Geltor CEO highlights scaling objectives to fulfil Gelita collaboration
22 Jan 2020 --- Biodesign company Geltor is at the forefront of animal-free proteins in the collagen sector, with the company set to launch its first ingestible product this year in collaboration with Gelita. This ingredient requires a new range of tests separate from Geltor’s personal care offerings, in addition to creating a new regulatory landscape to navigate. Alex Lorestani, Co-Founder and CEO, speaks with NutritionInsight about the burgeoning market for animal-free collagen, with respect to the challenges and opportunities ahead.
“Sourcing collagens from animals has always been a compromise. In modern times, marine, bovine and porcine collagens have been used for a wide variety of medical and industrial purposes, and its use for cosmetic and nutritional purposes dates back even further in history. Until now, we were limited by technology that dictated how and from which species we could obtain our collagens,” Lorestani explains.
Today, industrial fermentation and newer biodesign tools have made it possible to produce other types of collagen without animal inputs at any point in the production process. This includes the company’s “human collagen,” which had never before been made commercially available for consumer products. Dubbed HumaColl21, the product is touted as having maximum biocompatibility with human skin cells.
The company describes its method of manufacturing HumaColl21 as a “sustainable fermentation process similar to beer brewing” that enables production anywhere in the world using only a fraction of the land, water and time normally required to process animal collagen. Today, most collagen for consumer products is sourced from the skin and bones of factory-farmed pigs and cows, and from marine animals, often without consideration for biocompatibility with human skin.

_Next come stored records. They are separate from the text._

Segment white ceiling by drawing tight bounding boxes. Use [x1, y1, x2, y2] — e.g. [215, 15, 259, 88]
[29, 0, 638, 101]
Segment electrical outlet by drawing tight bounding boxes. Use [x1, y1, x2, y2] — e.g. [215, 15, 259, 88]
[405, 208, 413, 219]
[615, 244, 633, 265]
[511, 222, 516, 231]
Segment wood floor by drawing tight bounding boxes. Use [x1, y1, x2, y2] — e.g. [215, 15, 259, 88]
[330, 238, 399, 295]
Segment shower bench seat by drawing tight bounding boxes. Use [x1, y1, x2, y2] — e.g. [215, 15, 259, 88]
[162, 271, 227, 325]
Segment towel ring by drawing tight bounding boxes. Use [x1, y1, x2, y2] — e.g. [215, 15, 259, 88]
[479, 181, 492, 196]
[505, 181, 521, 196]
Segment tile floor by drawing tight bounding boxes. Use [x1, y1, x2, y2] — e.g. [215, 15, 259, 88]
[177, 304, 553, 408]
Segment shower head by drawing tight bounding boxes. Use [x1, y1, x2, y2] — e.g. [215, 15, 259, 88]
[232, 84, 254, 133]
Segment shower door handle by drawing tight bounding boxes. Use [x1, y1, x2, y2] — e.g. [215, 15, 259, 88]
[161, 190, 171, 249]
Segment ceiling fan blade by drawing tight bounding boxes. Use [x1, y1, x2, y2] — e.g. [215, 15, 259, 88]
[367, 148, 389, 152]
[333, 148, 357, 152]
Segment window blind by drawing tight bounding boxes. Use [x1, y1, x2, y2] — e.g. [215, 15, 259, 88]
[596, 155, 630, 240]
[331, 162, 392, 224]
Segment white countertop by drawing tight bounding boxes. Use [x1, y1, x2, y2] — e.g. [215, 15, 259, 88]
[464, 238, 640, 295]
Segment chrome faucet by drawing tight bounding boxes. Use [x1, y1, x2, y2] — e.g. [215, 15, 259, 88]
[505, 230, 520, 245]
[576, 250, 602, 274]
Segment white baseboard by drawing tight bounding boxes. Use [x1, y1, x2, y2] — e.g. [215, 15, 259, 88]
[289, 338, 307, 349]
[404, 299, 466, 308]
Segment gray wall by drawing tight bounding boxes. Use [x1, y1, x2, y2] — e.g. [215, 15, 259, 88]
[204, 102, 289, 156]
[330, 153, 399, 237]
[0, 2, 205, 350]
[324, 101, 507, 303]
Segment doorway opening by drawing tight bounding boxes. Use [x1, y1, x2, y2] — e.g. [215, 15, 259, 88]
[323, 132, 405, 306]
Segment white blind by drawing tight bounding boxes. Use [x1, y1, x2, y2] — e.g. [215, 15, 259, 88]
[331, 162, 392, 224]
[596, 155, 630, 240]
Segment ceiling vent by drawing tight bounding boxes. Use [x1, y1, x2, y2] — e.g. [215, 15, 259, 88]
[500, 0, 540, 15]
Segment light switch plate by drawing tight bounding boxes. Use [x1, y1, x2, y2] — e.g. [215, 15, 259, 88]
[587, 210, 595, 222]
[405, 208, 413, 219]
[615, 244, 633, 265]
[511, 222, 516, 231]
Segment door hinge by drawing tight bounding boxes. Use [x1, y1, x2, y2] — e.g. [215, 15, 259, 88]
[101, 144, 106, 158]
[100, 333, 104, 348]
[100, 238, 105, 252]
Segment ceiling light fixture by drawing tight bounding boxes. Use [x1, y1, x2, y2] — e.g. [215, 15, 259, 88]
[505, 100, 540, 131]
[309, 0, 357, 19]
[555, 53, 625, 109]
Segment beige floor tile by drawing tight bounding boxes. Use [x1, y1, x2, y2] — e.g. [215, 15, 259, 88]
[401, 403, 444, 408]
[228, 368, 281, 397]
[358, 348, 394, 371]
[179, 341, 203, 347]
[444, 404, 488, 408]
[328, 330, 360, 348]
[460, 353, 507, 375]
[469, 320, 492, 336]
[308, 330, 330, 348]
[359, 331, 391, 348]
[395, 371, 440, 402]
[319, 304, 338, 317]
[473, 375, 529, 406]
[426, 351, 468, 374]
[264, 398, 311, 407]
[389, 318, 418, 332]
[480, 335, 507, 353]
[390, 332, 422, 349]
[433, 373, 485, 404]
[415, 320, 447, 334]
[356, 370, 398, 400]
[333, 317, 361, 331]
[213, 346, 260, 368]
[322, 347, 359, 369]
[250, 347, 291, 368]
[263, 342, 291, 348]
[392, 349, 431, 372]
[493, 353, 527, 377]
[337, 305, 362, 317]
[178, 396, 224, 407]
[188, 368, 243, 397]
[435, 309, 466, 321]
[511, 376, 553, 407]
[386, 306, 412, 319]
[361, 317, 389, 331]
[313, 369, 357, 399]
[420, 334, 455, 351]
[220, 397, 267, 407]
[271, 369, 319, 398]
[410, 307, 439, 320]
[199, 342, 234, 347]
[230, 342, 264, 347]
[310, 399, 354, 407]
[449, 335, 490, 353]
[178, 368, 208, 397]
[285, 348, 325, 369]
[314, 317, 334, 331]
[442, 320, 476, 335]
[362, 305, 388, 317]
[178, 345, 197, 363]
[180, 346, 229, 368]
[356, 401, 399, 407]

“HumaColl21 is the first and only collagen ingredient designed for use in topical skincare. From a sensory and formulation perspective, it is different right off the bat due to being virtually colorless and odorless – features that the animal-derived collagens are inherently challenged with. Our products have also been clinically tested and shown to be higher in purity and uniformity, and with superior results in the appearance of users’ skin compared to conventional collagens,” continues Lorestani.
A global shift in the collagen market
Lorestani further explains that these technological breakthroughs have occurred alongside the explosion of popularity of collagen and consumer proteins in general. There is also an increasing demand for those proteins to be made sustainably and without implicating animals. Indeed “The Plant-Based Revolution” and “The Sustain Domain” were crowned Innova Market Insights’ number two and three trends for 2020, respectively. The market researcher has indicated that 85 percent of, on average, US and UK consumers expect companies to invest in sustainability in 2019, up from 64 percent in 2018.
“Globally, Geltor-powered products are being purchased more than every 30 seconds. This shows that we’re already seeing a significant impact. Brands that were barred from using collagen in their formulations before – whether because of ethical concerns around animal sourcing or sensory issues – are now able to access a bona fide alternative,” says Lorestani.
He also believes that the company is raising the bar on consumer protein in general. “Biodesign is allowing the consumer packaged goods industry, on the whole, to rethink what’s possible for protein ingredients, from sourcing to specific functionality. It’s a really exciting time, and our technology is absolutely changing the game.”
Collaboration with Gelita
In addition to Geltor expanding its offerings from the beauty industry to food, it will also have to scale up production. This is while also taking into consideration different bioactivity and sensory factors like taste and texture for its proteins. “Geltor’s cosmetic ingredients are constantly undergoing different in vitro and clinical testing, but ingestible ingredients will require a completely different set of tests,” explains Lorestani.
The company’s next objective is to reach commercial-scale production for the ingestible collagen ingredient it is working on with Gelita. The companies signed a letter of intent for developing and commercializing the proteins at SupplySide West last October. Gelita will conduct clinical research and commercialize the product as an addition to its existing collagen portfolio of bioactive collagen peptides.
Looking back at the journey of Geltor, Lorestani cites scaling fast enough to meet the demand as the biggest challenge since the company launched marine collagen Collume two years ago. “Geltor’s biodesign platform incorporates standard biotechnology industry manufacturing practices. Therefore, scaling up to a commercial scale for our beauty ingredients has been relatively smooth. We were able to reach a commercial scale for the cosmetics industry thanks to the diverse expertise our team brings together from the synthetic biology, biofuels and food industries,” he concludes.